Амелия покорно поднялась и направилась к выходу из комнаты. Старая гувернантка, явно нервничая, раскрыла перед ней двери.
Бад быстро настиг девушку на пороге.
— Прошу тебя, не уезжай, — сказал он. — Пусть все будет, как было. Если ты этого хочешь.
— Дело не в этом, — сказала она.
— Уезжая из Лос-Анджелеса, ты бросаешь меня.
Она обошла его и вышла в холл. Он пошел следом. Он слышал, как его звали Мэйхью Коппард и мадам Дин, но ему было наплевать. Сейчас ему было на все наплевать. Когда она уже подошла к лестнице, он схватил ее за руку.
Она подняла на него глаза, которые абсолютно ничего не выражали.

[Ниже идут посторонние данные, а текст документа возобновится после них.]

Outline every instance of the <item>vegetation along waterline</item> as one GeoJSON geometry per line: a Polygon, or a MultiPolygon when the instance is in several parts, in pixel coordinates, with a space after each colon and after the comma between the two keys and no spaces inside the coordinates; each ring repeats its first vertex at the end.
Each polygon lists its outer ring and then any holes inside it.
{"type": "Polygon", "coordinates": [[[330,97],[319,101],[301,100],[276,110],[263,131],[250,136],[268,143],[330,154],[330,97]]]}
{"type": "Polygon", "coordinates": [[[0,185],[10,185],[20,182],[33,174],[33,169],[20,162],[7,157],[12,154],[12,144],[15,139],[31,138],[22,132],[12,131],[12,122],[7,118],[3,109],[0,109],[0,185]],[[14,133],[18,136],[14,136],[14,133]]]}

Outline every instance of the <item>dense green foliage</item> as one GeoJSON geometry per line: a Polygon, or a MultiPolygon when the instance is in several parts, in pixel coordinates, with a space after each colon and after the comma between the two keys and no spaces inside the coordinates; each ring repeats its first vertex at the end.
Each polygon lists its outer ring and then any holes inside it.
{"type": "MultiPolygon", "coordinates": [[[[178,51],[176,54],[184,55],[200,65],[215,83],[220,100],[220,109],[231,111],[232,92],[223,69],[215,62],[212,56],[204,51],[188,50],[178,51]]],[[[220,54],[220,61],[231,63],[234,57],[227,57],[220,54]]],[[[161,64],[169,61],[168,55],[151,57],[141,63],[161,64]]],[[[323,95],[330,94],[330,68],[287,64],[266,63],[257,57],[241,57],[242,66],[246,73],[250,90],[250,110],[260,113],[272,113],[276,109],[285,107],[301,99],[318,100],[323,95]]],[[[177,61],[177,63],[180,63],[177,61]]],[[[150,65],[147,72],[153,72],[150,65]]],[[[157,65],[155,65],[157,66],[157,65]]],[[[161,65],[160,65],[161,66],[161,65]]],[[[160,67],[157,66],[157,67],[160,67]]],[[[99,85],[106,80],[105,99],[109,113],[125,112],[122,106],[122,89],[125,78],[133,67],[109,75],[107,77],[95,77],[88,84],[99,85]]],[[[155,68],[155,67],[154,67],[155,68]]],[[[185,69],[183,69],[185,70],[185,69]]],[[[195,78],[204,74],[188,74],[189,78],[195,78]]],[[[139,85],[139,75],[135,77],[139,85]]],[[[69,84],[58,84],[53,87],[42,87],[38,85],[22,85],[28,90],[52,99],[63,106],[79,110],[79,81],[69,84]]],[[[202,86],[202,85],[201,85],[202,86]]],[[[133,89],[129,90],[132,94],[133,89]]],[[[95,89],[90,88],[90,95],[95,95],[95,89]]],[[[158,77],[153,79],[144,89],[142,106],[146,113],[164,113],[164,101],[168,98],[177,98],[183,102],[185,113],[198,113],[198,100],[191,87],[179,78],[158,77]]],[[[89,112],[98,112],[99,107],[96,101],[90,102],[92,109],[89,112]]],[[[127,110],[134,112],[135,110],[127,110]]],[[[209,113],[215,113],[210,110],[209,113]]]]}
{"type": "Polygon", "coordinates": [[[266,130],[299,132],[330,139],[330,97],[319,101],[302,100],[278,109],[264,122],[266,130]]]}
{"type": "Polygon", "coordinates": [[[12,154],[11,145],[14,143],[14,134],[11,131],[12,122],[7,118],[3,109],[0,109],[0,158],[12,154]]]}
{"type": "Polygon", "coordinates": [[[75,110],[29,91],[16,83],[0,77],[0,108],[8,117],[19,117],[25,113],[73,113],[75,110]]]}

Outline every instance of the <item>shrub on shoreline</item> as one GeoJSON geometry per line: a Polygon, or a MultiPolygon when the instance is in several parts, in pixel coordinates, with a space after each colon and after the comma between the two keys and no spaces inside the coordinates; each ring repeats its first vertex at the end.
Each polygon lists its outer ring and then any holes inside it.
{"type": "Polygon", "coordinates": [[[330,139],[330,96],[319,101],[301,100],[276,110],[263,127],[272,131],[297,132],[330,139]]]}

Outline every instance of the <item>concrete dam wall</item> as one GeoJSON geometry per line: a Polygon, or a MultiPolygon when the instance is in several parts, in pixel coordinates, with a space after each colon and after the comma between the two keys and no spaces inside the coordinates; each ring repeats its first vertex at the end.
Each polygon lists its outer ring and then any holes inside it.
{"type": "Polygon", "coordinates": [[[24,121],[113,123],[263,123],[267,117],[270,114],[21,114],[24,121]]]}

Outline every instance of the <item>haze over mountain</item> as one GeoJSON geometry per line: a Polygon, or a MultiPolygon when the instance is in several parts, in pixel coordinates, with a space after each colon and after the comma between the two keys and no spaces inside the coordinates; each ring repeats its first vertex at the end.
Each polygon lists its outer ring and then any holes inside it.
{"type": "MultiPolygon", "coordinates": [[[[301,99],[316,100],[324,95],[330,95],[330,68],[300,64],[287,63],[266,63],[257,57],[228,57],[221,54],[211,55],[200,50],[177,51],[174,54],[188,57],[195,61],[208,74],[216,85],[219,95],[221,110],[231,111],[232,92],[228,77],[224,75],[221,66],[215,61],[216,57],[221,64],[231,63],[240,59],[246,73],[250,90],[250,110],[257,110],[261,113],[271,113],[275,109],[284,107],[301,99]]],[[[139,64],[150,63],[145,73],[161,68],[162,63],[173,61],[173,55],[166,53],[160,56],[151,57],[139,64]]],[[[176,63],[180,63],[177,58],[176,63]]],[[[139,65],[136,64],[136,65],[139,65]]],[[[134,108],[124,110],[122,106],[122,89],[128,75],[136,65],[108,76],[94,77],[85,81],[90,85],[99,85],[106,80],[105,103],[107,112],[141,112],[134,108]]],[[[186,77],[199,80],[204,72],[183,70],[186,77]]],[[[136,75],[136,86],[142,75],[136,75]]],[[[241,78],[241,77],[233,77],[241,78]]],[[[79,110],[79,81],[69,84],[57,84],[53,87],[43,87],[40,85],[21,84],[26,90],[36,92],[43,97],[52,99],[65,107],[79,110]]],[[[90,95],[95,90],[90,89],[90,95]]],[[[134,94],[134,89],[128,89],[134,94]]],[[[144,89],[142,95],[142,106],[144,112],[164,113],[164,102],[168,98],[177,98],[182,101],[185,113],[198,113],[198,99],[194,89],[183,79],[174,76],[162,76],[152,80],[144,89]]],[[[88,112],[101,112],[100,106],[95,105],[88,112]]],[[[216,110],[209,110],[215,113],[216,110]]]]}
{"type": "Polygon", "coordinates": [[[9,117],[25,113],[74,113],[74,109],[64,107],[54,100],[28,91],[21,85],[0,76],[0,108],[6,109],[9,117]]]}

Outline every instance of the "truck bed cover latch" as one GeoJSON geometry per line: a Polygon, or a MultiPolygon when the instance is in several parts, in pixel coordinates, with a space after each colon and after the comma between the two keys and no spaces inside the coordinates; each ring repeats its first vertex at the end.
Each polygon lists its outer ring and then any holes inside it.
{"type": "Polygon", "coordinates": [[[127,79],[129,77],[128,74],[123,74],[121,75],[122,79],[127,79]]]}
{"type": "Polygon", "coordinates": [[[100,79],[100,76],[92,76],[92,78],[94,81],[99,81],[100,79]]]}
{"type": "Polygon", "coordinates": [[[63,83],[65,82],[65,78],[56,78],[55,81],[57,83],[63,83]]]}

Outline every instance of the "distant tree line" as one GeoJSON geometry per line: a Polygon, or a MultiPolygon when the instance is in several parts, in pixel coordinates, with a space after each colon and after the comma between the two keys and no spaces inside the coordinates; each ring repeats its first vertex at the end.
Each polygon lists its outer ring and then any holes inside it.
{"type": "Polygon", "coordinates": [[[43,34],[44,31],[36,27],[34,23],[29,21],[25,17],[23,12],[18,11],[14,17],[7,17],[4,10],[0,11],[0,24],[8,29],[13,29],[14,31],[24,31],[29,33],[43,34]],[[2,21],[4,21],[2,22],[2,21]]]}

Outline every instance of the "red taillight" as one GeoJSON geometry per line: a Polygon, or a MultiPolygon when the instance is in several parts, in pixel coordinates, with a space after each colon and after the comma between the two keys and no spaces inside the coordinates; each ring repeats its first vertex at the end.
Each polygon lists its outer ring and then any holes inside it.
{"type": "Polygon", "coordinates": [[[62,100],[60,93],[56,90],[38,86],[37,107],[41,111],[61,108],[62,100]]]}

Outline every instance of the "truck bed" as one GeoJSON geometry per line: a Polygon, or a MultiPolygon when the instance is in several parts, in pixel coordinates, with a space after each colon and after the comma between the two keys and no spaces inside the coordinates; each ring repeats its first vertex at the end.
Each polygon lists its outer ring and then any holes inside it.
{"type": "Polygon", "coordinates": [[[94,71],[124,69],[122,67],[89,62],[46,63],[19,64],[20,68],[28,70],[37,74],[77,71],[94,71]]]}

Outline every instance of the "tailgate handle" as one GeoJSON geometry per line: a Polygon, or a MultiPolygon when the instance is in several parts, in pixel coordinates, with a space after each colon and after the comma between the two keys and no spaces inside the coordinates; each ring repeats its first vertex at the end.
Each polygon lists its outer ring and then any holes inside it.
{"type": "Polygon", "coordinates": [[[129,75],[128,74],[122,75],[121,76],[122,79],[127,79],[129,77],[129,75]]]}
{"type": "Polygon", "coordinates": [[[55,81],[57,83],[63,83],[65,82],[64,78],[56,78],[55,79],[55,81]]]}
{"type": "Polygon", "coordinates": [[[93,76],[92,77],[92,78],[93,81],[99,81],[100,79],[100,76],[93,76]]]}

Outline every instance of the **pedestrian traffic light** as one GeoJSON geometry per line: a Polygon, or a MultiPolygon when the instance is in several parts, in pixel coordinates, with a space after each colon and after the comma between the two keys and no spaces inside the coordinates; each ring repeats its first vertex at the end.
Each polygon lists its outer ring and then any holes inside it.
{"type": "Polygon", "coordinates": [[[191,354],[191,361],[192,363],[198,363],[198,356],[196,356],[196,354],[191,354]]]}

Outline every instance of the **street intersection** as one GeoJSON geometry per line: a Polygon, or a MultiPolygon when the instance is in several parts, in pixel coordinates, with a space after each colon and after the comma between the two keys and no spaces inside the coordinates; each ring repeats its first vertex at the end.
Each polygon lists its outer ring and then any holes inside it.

Казалось, они смотрят друг на друга издалека, где-нибудь на арктическом холоде, в ослепительно пустом и мертвом пространстве. Его опять охватил гнев, и, не помня себя, он замахнулся рукой. В последнюю секунду он попытался остановиться, но все-таки ударил ее, и звук этой пощечины заполнил весь холл. Ничто не могло лучше сказать о характере их отношений. В этой пощечине было признание, разоблачение тех часов, что они провели, обнаженные, в объятиях друг друга при тусклом свете, пробивавшемся сквозь старинное окно.
Сначала ее щека сильно побелела, потом на ней появилось красное пятно от удара. Она закрыла его рукой.
При виде этого ее жеста Баду показалось, что он все понял. Так она всего-навсего смущена тем, что ей пришлось отказаться от данного слова! Всего-навсего смущена, что уезжает!
— Хорошо же, дорогая, — зло проговорил он. — Ты прекрасно справилась со своей ролью. Возвращайся в свой Париж! Или в Перу! Или куда ты там хочешь?!
Он повернулся, пересек холл и хлопнул за собой тяжелой дубовой дверью. По четырем каменным ступенькам крыльца он сбежал вниз. Сердце, недоступное его пониманию и неподвластное его воле, бешено билось в груди. Он услышал, как за ним открылась дверь. Мгновенно вспыхнула надежда. Он обернулся. Это был черный слуга.
— Вы забыли это, сэр, — сказал он, протягивая Баду шляпу.
7
Бесцельно, ни о чем не думая, Бад зашагал вверх по Форт-стрит, через Кортхаус-хилл, пересек Плаза и оказался в пользовавшемся дурной славой районе красных фонарей, который все называли Сонора-Таун. Здесь, среди нищих лачуг и хибарок, еще стояли оставшиеся от калифорнийских испанцев глинобитные дома. Теперь в них размещались бордели. Свет в их окнах мерцал в призрачном тумане, напоминая о славном прошлом этих домов, когда-то известных своим гостеприимством. Мимо Бада прохаживались голодные шлюхи, зазывая его глазами. Но в основном прохожие были просто бедняки. Здесь жило много китайцев. Из одного открытого окна тянуло сладковатым одуряющим ароматом опиума, из другого доносилось шкворчание жаркого на сковородке. В темноте у одной из дверей толкались пьяные индейцы. В этот квартал ходила донья Эсперанца ухаживать за «своими людьми».